Berkshire Hathaway’s big annual meeting in Omaha, often called the “Woodstock for Capitalists,” took place this weekend in its first annual shareholder meeting in person since 2019.
Ahead of the weekend meeting, Berkshire Hathaway reported profits of $5.5 billion, down from $11.7 billion a year ago. The loss was largely due to the drop in stock prices for the quarter, and rising claims costs at its insurance businesses. Berkshire owns a diverse portfolio of businesses, including Geico and See’s Candies.
Berkshire revealed it had been ramping up its bets in the stock market, buying more than $51 billion during the market’s downturn. Berkshire also unveiled new multi-billion dollar investments. Buffett said Berkshire increased its investment in Chevron to nearly $26 billion, making it the fourth largest stock holding for Berkshire. The company’s biggest holding is in Apple, followed by Bank of America and American Express.
Buffett also said Berkshire has been increasing its stake in Activision Blizzard ahead of Microsoft’s deal to acquire the video game company.
Caleb Silver, Investopedia's editor-in-chief, stated: "While Buffett stressed the fact that Berkshire is perfectly fine holding a lot of cash on its books, it is notable that the company spent $51 billion in the past quarter.
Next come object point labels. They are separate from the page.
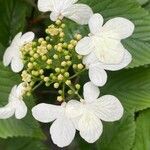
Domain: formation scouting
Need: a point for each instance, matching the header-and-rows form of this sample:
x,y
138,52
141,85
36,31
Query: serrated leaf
x,y
138,44
118,135
12,127
142,2
22,144
131,87
142,137
13,19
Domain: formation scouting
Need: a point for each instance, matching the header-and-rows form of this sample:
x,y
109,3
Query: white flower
x,y
105,41
80,13
97,73
62,129
16,105
93,110
13,54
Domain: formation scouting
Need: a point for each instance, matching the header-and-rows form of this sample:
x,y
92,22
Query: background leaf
x,y
13,19
131,87
142,137
138,44
22,144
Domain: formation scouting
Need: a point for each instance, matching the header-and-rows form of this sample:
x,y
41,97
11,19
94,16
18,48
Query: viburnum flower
x,y
105,41
93,110
13,54
16,105
80,13
62,129
97,73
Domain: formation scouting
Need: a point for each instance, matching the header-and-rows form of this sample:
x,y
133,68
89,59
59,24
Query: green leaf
x,y
12,127
138,44
142,2
22,144
142,137
131,87
13,19
118,135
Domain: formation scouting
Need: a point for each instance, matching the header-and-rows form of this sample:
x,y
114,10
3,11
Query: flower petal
x,y
45,5
95,23
62,132
73,109
97,75
84,46
90,127
120,27
125,62
6,111
108,51
27,37
80,13
108,108
46,112
90,59
90,92
16,40
20,109
17,64
7,58
54,16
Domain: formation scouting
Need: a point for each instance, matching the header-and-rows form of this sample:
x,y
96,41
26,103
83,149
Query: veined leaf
x,y
118,135
138,44
13,127
13,19
131,87
142,136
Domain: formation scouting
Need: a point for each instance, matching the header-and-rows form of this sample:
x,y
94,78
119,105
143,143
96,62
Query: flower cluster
x,y
55,61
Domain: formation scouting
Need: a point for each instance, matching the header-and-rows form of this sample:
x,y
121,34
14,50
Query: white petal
x,y
84,46
17,64
90,92
16,40
97,75
108,108
7,111
90,127
95,23
125,62
108,51
120,27
46,112
7,58
13,93
20,109
54,16
90,59
62,132
45,5
20,89
80,13
27,37
73,109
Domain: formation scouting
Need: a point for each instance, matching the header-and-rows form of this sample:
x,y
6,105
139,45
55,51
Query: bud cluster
x,y
53,61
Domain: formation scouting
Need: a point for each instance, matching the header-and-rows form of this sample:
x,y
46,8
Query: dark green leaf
x,y
142,138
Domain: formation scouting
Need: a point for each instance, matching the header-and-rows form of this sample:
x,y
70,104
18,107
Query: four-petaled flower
x,y
92,110
97,73
13,54
105,41
62,130
16,105
80,13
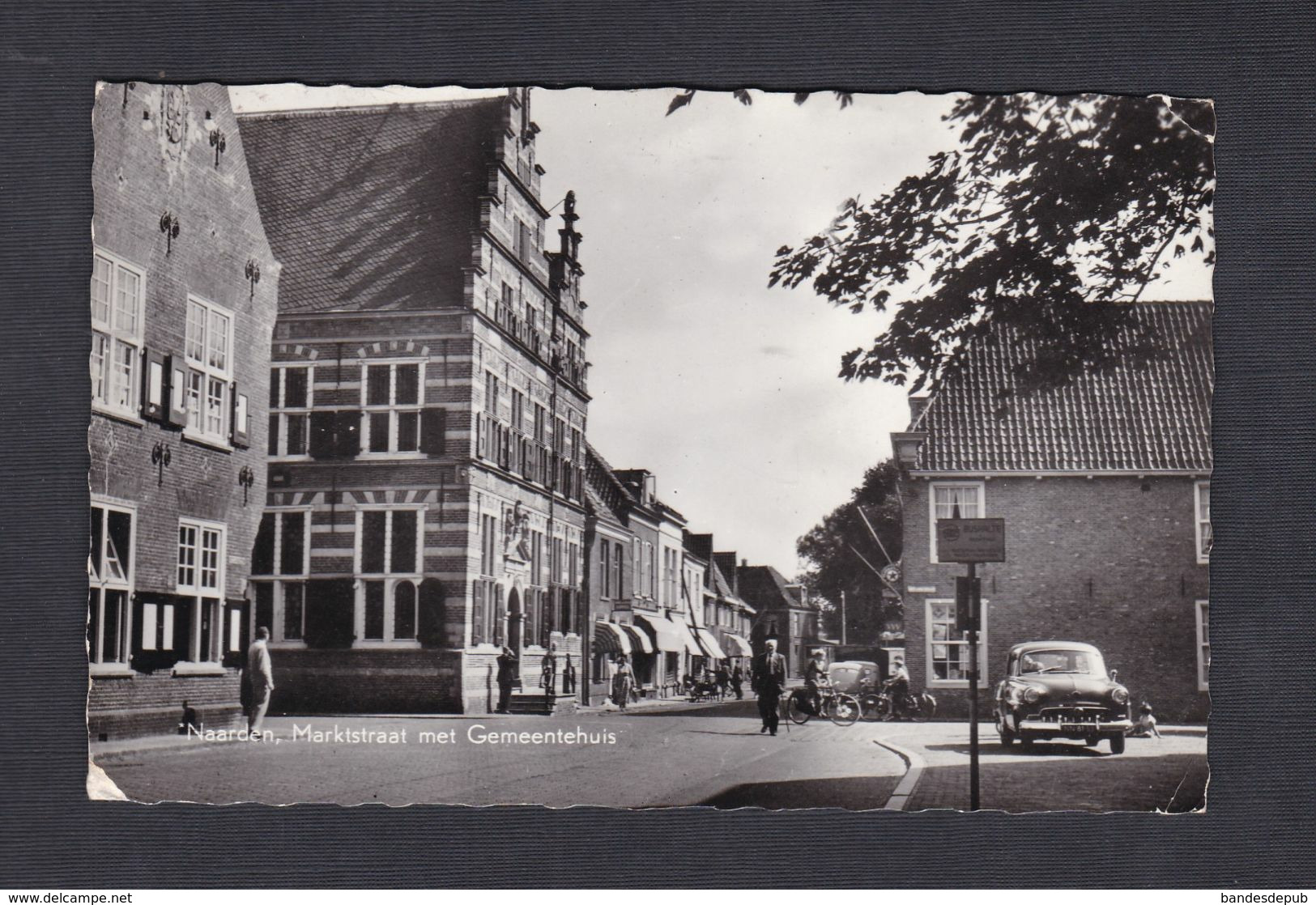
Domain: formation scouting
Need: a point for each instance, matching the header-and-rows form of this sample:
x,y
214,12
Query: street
x,y
656,757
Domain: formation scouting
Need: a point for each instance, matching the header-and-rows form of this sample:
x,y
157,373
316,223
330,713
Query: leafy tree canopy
x,y
837,547
1049,210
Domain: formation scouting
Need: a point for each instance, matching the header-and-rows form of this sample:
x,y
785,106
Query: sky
x,y
722,389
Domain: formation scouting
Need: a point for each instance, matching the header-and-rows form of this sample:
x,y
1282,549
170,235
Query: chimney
x,y
918,406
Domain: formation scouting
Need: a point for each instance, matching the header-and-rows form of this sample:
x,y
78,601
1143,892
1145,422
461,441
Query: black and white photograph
x,y
650,448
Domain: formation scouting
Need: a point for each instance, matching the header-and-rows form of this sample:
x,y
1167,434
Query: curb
x,y
905,788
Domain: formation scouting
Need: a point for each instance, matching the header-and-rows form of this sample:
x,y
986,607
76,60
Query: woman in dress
x,y
623,682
Buffett leaved it up to his own investing axiom: 'Buy when others are fearful."
Finally, Buffett took aim at investment banks, saying they were encouraging speculative behavior and turning the stock market into a “gambling parlor.” He also said he doesn’t believe in Bitcoin and won’t be buying any.
Berkshire’s class A stock price (BRK.A) is up 7.5% so far this year, while the S&P 500 is down 13%.